Murphy’s Law and why CSPs must expect the unexpected

Murphy’s Law and why CSPs must expect the unexpected
Chris Stanhope, Cerillion’s Principal Infrastructure Consultant, looks at the challenges faced by Communications Services Providers (CSPs) in providing high availability systems.

Most of you will be aware of Murphy’s Law that states “anything that can go wrong will go wrong”, but how does this relate to real world examples in the telecoms industry?
Five 9s (99.999%) is something that is touted all the time for system availability as a requirement for the telecoms market. This means roughly an allowed downtime of 5.26 minutes per year, 25.9 seconds per months or a whopping 6 seconds per week. Achieving this requires a huge amount of careful planning and design, with the corresponding levels of investment, and of course a certain element of luck.

Many hardware vendors will quote five 9s availability for their platforms when implemented with the various premium options and redundant hardware configurations, but this of course does not cover the network infrastructure / middleware / operating system / databases and of course the actual applications running on the system.

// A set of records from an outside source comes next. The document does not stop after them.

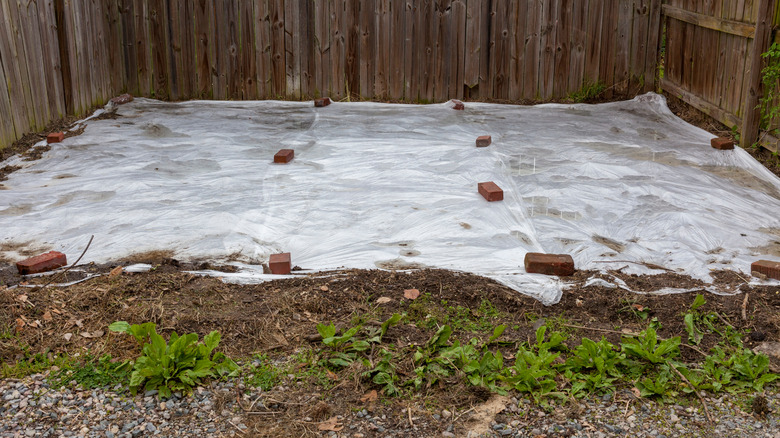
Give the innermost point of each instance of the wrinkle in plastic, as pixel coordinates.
(395, 187)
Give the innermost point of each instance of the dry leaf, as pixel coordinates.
(114, 272)
(369, 396)
(331, 424)
(411, 294)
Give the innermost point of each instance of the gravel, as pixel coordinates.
(30, 408)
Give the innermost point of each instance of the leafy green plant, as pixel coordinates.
(261, 373)
(647, 347)
(179, 365)
(594, 366)
(533, 371)
(770, 77)
(93, 373)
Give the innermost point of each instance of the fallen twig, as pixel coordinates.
(57, 275)
(600, 330)
(695, 349)
(703, 403)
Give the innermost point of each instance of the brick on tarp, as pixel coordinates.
(484, 141)
(280, 263)
(767, 267)
(55, 137)
(549, 264)
(42, 263)
(490, 191)
(284, 156)
(722, 143)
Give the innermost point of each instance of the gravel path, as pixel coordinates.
(31, 408)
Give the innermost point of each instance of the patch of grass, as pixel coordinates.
(33, 364)
(261, 373)
(93, 373)
(589, 91)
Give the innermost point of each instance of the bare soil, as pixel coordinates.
(279, 318)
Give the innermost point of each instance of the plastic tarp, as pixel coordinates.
(394, 186)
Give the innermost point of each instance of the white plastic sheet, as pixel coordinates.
(395, 186)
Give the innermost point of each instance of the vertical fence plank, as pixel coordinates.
(292, 42)
(278, 64)
(532, 45)
(562, 49)
(248, 52)
(205, 39)
(383, 41)
(623, 49)
(429, 40)
(322, 66)
(307, 32)
(458, 40)
(653, 43)
(608, 46)
(188, 49)
(484, 90)
(397, 42)
(577, 44)
(441, 57)
(263, 47)
(128, 46)
(143, 50)
(591, 74)
(175, 42)
(352, 47)
(19, 86)
(500, 53)
(366, 50)
(473, 35)
(338, 34)
(548, 47)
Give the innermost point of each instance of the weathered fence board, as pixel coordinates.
(83, 52)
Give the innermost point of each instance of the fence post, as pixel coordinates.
(751, 118)
(62, 40)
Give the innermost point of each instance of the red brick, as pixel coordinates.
(284, 156)
(490, 191)
(42, 263)
(122, 99)
(767, 267)
(483, 140)
(55, 137)
(722, 143)
(280, 263)
(549, 264)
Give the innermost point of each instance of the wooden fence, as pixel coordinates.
(713, 58)
(65, 56)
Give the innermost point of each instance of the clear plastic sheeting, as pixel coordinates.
(395, 187)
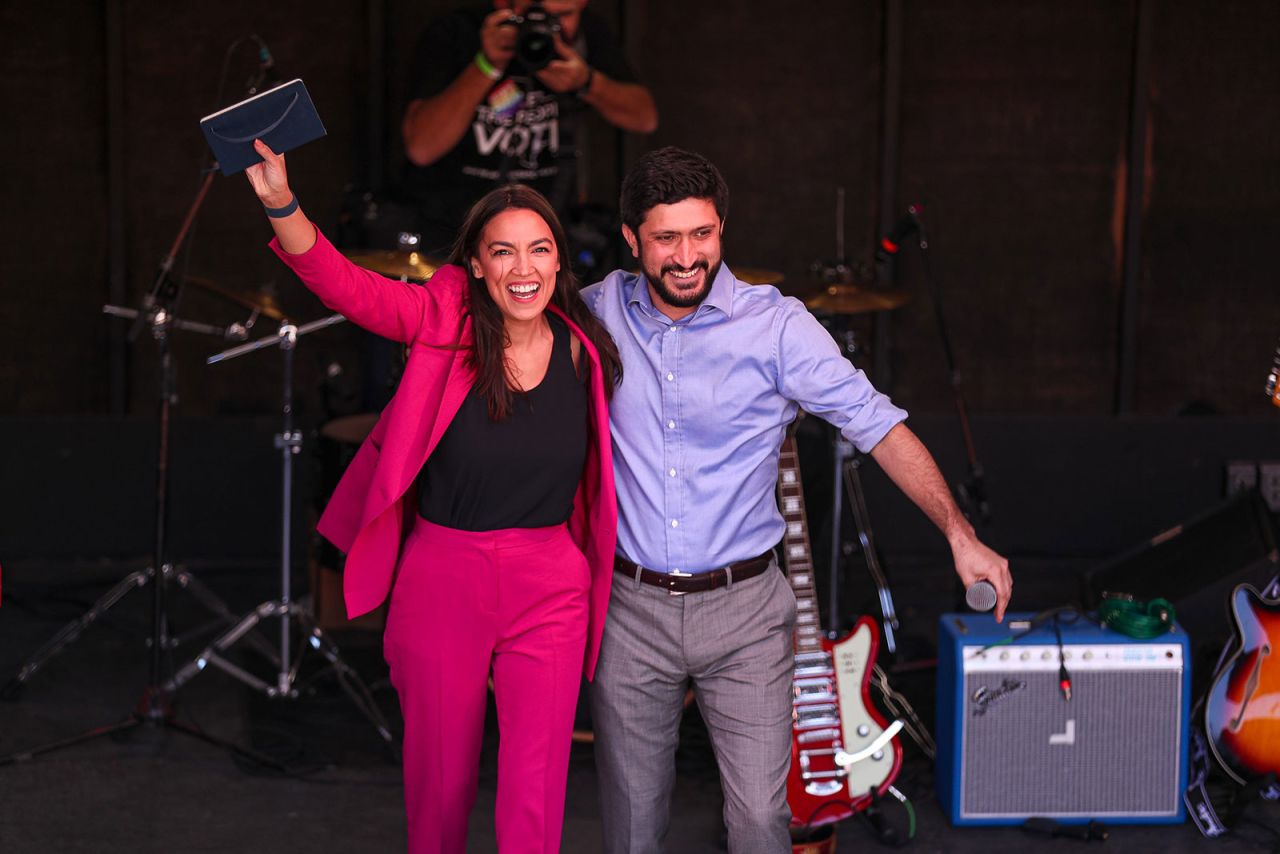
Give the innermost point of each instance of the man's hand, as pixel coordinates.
(498, 39)
(976, 562)
(565, 74)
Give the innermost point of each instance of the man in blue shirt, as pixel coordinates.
(716, 370)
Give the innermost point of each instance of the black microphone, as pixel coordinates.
(904, 228)
(981, 596)
(266, 73)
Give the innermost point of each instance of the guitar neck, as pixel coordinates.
(796, 552)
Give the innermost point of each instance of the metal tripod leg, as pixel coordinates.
(287, 674)
(848, 461)
(74, 629)
(216, 606)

So what does downtime cost? This depends on what channels the customer base or internal staff has to access their services or data. For example, this could take the form of forward facing systems being available while the engine room is taken offline momentarily for an upgrade or patch.

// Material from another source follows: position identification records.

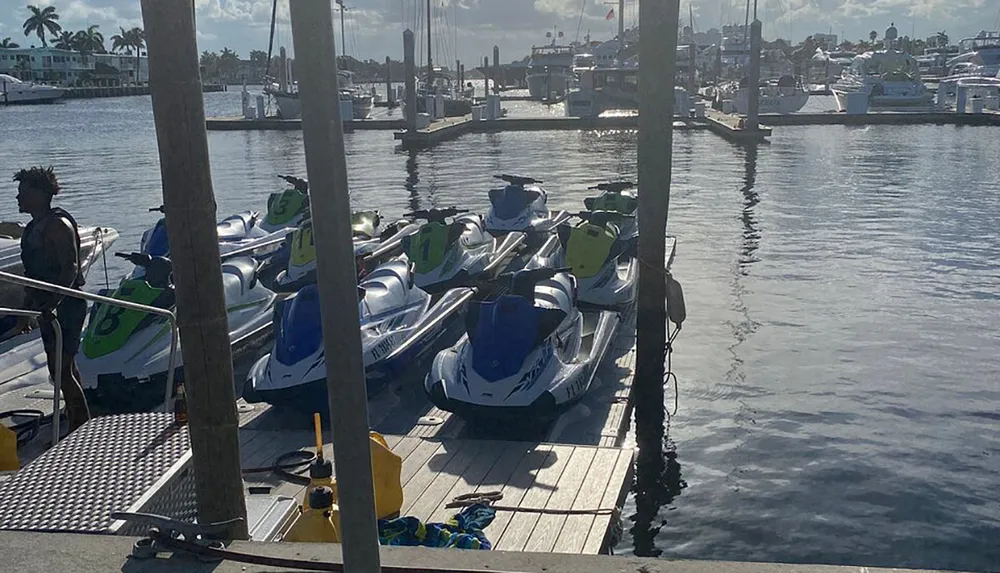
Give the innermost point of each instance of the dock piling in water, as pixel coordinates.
(336, 278)
(189, 201)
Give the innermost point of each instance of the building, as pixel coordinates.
(828, 41)
(71, 68)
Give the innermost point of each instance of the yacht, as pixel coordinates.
(289, 106)
(891, 78)
(782, 95)
(13, 90)
(550, 70)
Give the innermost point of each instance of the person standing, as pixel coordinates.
(50, 252)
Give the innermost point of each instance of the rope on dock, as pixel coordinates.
(489, 497)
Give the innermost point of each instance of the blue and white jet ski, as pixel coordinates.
(448, 254)
(522, 206)
(530, 353)
(620, 197)
(124, 355)
(600, 259)
(398, 323)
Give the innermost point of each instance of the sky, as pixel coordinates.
(468, 29)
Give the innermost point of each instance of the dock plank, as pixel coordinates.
(460, 466)
(519, 528)
(576, 528)
(621, 479)
(547, 527)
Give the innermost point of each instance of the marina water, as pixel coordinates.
(839, 365)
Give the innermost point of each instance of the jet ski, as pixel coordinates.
(124, 356)
(521, 205)
(244, 233)
(620, 197)
(600, 259)
(448, 254)
(294, 264)
(398, 324)
(529, 353)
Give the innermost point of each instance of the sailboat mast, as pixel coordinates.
(430, 65)
(270, 40)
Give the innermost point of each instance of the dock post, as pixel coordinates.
(659, 48)
(189, 204)
(753, 82)
(497, 86)
(336, 279)
(388, 82)
(410, 69)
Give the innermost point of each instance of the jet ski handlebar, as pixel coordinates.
(435, 215)
(517, 179)
(299, 184)
(613, 186)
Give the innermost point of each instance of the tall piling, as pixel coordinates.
(189, 206)
(753, 81)
(389, 96)
(410, 69)
(336, 279)
(658, 52)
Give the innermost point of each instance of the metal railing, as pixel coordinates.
(169, 315)
(58, 370)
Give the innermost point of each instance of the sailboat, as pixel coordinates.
(285, 92)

Uptime was traditionally less of an issue for offline / batch systems; however the shift to convergent services and a 24x7 online culture means high availability is now increasingly becoming the norm for all business and operational support systems.

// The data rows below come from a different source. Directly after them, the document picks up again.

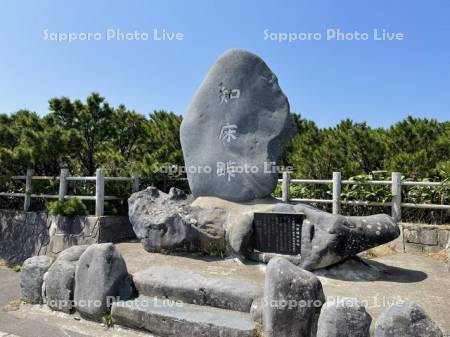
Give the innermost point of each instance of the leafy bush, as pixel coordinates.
(68, 207)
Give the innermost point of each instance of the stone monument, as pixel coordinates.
(232, 138)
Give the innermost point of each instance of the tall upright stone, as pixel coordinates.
(235, 129)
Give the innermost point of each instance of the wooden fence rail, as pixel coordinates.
(396, 184)
(64, 178)
(336, 201)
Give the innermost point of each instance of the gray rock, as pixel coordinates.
(256, 311)
(239, 236)
(60, 279)
(406, 320)
(343, 318)
(100, 277)
(22, 235)
(162, 317)
(235, 129)
(293, 298)
(328, 238)
(31, 278)
(167, 222)
(189, 286)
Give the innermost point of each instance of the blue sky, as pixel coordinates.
(380, 82)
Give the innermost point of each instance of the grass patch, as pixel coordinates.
(440, 256)
(107, 320)
(12, 306)
(14, 267)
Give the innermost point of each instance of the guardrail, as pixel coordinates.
(64, 179)
(396, 184)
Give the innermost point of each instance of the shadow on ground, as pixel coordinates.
(362, 270)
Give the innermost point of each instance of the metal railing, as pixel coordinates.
(396, 184)
(64, 180)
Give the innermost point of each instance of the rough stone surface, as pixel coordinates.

Of course telecoms networks have been built for resilience for many years, however earlier this year, two of the major mobile operators in the UK both suffered outages caused by something that was not hardware / software related. Vodafone and O2 services were both disrupted by break-ins with Vodafone quoting "some specialist network equipment and IT hardware was stolen," whilst O2 also cited "theft and vandalism at one of our operations sites in East London."

I’m sure that Vodafone and O2 would have invested a considerable amount of CAPEX budget making sure that their network and systems complied with five 9s availability and to try and avoid any single point of failure. However, both apparently suffered from a chink in their setup that meant common theft brought their networks to a standstill for parts of the UK.
The last year has also seen a high profile failure of part of Amazon’s EC2 cloud services and there have been regular interruptions to internet services in some parts of the world due to breakages in subsea cables.

It is clear that even the most high profile of operations can fall victim to apparently unforeseeable problems, however CSPs should take every step possible to mitigate this risk and prepare for the worst-case scenario. Areas that must be considered in any design include theft, natural disasters, vandalism and the increasing threat of external security breaches. How secure your data centre is from power outages and how many hours the generators can support the site should also be major areas for consideration.

Going back to our old friend Murphy, systems will fail, it’s inevitable. Accepting this and planning around this fact means that the fallout and consequences can be minimised.